Learning to Recognize Element Spectra

Recognizable Common Metals

Now for two of the easiest metals to recognize, and one very common metal that actually has some imitators:



Copper.


Zinc.


Iron.

Copper: Copper is known as a red (really brownish pink) metal that makes green flames, green sparks, and green oxide. The last of these is a coincidence, but copper does indeed emit a distinctive grouping of green lines. Visually it appears to be three lines, although more lines can be resolved with sensitive equipment. Additionally, two greenish-yellow lines complete an easily recognizable pattern, which is then rounded out by various fainter blue and red lines.

Zinc: Zinc sorta looks like someone took copper's spectrum and spread it out more. Like copper, zinc has a trio of beautiful bright lines, except they're azure instead of emerald. Zinc's red line is as distinctive as copper's yellow lines. The photo actually depicts the spark spectrum from two galvanized bolts. Consequently, some very faint iron emission may be visible. The important thing for the sake of zinc is the pattern of blue and red.

Iron: Iron is what I'll call a darned many lined spectrum dominated by greens and blues, or DMLSDGB. Nah, too many letters.
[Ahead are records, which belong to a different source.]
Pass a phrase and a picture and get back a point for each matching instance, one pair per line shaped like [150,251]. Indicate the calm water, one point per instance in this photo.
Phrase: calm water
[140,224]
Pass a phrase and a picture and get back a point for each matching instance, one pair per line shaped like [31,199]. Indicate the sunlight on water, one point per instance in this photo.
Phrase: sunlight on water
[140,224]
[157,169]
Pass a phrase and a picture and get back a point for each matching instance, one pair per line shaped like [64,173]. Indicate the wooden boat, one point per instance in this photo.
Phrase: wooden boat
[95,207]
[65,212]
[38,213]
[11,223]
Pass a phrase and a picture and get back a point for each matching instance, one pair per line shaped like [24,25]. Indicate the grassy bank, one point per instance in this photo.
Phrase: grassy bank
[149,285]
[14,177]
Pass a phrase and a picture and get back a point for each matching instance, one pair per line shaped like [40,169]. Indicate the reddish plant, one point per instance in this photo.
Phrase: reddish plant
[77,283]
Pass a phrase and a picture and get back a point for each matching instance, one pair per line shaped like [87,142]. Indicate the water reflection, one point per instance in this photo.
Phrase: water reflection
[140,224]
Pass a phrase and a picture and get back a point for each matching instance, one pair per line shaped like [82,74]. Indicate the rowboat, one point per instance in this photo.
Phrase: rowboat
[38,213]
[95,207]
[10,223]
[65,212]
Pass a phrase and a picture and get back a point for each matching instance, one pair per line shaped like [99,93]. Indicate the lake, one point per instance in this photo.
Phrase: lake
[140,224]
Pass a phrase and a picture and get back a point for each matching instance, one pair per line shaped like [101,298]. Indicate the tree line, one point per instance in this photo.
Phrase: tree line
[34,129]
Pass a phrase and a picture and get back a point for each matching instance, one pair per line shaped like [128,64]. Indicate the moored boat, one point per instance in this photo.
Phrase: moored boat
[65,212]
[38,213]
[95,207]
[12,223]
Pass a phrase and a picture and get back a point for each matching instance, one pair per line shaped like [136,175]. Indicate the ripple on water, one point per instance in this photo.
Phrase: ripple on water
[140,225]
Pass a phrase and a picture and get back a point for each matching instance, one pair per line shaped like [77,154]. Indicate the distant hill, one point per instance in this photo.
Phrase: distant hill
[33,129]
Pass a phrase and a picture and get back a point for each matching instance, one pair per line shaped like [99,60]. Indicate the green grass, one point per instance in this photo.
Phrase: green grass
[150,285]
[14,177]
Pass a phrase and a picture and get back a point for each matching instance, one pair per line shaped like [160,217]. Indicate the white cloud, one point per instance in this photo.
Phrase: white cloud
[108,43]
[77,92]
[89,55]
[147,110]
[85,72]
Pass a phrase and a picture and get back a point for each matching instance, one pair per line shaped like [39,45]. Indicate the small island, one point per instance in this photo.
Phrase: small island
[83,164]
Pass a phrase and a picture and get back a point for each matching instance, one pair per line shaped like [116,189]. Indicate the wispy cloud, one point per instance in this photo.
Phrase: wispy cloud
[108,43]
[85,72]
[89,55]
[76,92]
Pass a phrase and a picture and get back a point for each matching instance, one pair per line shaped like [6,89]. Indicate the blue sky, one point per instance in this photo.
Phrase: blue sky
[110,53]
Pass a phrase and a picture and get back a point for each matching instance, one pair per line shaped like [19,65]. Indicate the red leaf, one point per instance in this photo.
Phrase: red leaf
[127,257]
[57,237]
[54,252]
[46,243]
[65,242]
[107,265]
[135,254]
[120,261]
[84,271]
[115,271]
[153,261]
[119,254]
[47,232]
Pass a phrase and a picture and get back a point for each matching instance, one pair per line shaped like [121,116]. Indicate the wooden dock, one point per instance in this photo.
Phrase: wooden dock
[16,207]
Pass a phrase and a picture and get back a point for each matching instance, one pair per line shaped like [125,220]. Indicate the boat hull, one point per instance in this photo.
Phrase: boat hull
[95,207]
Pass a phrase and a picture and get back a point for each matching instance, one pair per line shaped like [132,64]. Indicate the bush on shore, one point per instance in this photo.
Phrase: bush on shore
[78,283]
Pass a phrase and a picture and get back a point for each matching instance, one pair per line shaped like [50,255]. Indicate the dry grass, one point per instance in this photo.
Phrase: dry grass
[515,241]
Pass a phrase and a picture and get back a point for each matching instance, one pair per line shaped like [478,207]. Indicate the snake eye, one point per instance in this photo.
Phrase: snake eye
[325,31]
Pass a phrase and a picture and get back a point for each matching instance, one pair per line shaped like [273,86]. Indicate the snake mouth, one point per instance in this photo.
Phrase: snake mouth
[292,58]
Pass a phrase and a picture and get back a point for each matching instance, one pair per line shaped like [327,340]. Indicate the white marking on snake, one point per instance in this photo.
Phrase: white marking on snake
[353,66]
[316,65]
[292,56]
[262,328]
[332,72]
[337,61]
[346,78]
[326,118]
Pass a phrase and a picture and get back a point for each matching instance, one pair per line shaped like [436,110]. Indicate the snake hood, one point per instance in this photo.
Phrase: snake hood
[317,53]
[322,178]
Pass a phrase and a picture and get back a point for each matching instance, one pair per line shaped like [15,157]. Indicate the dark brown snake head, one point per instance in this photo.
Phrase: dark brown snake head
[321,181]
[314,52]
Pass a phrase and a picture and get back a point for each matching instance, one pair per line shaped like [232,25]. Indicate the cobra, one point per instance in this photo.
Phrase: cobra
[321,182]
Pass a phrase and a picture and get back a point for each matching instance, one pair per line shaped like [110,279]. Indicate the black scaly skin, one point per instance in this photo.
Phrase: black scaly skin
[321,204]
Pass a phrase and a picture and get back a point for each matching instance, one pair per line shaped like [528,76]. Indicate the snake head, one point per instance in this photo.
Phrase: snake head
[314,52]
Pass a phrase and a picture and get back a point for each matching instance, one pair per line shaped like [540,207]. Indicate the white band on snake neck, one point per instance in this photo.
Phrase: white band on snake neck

Okay, how about just darned multi line. DML. Several elements are DMLs, and it can be easy to confuse them. Botany enthusiasts who observe plants in the wild complain about darned yellow composite (DYC) and darned white composite (DWC) flowers, so called because there are so many species that look similar and can be difficult to tell apart. Fortunately, there are interspecific differences between DYC and DWC plants (how else would they be resolved as different species?), and similarly, there are interelemental differences between DMLs. Every element's spectrum is like a unique fingerprint, even DML elements. In the case of iron, look for the violet gap, a region around 435nm with no bright lines. Other elements that look superficially similar, lack this violet gap, or have their violet gap at some other wavelength with a different pattern of bright lines surrounding it.